Do you believe in miracles?

If you do, what qualifies as a miracle in your view? A lot of people think of miracles as something enormous, events so extraordinary they seem to defy all known laws of nature. That’s certainly one way to understand the word, and for a long time, that’s how I understood it too.

But now I believe that miracles can also be small. Or maybe they only seem small until we really notice them.

During acute withdrawal, making it through another 24 hours became a miracle for me. There were times I really didn’t know if I was going to make it. Life stopped being measured in years and narrowed down to days, sometimes hours, sometimes minutes. That experience changed my perspective in a way nothing else ever has.

Now, more healed but still healing, I see miracles everywhere.

A beautiful sunset feels like a miracle. The way the mountains heal me is a miracle. Stepping outside into the quiet night air, breathing deeply, seeing the moon and stars, that’s a miracle. Seeing my granddaughter smile is a miracle. Simply being here, alive, breathing, that is a miracle.

Please don’t think I’m using the word “miracle” lightly. I’m not. I mean it with all the weight and wonder that word is meant to carry. Thich Nhat Hanh once said, “The miracle is to walk on the green Earth,” and I believe that with my whole heart now.

My sobriety is a miracle. Every time someone finds their way out of addiction, it’s a miracle worth honoring. No one wakes up one day and decides they want to be an addict. No child dreams of growing up to struggle that way. The stories that lead people into addiction, and the things that happen while trapped there, are heartbreaking.

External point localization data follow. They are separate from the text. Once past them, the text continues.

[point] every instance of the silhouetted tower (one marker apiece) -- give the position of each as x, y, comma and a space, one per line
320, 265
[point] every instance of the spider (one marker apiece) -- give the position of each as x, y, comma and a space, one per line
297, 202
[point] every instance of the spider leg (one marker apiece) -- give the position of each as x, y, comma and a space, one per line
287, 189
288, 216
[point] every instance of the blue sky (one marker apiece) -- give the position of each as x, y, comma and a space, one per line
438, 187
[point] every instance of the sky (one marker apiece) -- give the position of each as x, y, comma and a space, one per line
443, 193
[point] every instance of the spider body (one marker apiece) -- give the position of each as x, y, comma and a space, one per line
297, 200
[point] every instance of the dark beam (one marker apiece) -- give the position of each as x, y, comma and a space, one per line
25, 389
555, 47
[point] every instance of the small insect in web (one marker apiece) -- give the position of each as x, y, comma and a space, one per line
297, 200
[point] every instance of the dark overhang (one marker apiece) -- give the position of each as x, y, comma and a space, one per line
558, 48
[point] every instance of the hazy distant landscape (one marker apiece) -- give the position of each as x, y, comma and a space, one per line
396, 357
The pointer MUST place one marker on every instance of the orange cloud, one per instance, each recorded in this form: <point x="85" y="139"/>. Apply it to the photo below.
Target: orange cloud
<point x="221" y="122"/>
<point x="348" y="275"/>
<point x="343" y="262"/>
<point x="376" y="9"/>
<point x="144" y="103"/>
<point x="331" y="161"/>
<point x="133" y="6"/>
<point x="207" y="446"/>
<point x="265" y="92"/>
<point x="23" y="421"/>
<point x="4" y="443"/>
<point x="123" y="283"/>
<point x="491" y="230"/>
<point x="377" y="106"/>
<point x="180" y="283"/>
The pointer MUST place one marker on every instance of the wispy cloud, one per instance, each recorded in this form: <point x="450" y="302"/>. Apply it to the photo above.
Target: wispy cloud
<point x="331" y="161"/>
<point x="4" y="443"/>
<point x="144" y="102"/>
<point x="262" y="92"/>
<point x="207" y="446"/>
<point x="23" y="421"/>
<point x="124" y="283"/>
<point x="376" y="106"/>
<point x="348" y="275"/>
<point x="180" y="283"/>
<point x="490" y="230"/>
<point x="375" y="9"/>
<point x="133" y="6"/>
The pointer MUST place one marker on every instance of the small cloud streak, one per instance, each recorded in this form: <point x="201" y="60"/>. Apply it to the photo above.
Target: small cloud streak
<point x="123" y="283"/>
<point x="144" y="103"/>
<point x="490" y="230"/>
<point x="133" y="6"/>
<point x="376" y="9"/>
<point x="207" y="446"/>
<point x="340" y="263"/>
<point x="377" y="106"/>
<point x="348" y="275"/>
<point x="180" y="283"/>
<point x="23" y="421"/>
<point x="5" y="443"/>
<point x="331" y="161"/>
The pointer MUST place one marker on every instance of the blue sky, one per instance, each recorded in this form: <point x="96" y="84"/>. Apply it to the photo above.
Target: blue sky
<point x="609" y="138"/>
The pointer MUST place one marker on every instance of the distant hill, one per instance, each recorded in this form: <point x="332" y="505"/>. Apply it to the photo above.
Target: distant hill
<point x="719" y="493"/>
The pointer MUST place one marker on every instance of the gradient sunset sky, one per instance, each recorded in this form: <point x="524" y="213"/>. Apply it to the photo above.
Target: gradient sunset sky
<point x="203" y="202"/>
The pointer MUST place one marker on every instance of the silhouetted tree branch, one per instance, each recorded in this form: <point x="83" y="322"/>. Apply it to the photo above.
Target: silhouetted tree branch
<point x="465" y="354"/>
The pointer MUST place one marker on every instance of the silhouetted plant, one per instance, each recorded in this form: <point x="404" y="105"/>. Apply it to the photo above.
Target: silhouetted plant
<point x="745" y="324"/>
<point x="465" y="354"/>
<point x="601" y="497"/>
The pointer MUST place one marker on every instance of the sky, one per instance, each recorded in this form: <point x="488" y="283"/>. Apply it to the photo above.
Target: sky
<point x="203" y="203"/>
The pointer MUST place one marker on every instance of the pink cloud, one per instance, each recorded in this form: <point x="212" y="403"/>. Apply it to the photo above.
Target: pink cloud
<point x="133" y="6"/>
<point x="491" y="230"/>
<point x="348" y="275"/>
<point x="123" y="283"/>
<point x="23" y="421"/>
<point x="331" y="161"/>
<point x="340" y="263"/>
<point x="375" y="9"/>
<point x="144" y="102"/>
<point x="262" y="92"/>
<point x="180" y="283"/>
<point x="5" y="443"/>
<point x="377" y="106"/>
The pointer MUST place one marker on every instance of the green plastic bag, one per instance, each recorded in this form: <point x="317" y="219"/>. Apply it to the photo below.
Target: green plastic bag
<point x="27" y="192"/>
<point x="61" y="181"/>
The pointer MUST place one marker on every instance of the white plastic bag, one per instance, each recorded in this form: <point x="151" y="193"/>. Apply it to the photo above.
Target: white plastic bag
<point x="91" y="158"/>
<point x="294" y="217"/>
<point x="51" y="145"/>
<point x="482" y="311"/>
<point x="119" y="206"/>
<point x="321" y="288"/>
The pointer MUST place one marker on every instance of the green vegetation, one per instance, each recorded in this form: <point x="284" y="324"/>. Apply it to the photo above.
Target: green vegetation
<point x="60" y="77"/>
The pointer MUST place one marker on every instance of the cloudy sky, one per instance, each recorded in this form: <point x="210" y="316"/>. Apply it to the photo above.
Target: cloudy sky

And when we finally get sober or clean, we don’t get to erase those stories. We carry them. But we carry them differently now. With tools. With support. With clarity. With the ability to face life as it is, without numbing ourselves away from it.

You don’t have to be in recovery to understand this. Anyone who has struggled, anyone who has been overwhelmed, anyone who has felt worn down by life knows how easy it is to miss the miracles happening all around us.

They’re there, in sunrises and sunsets, in mountains and oceans, in cool night air, in moments of laughter, in simply making it through a hard day.

There’s no need to wait for a world-shaking event that defies physics. The miracles are already here. They show up for us every day. All we have to do is slow down enough to notice them, and show up for them in return.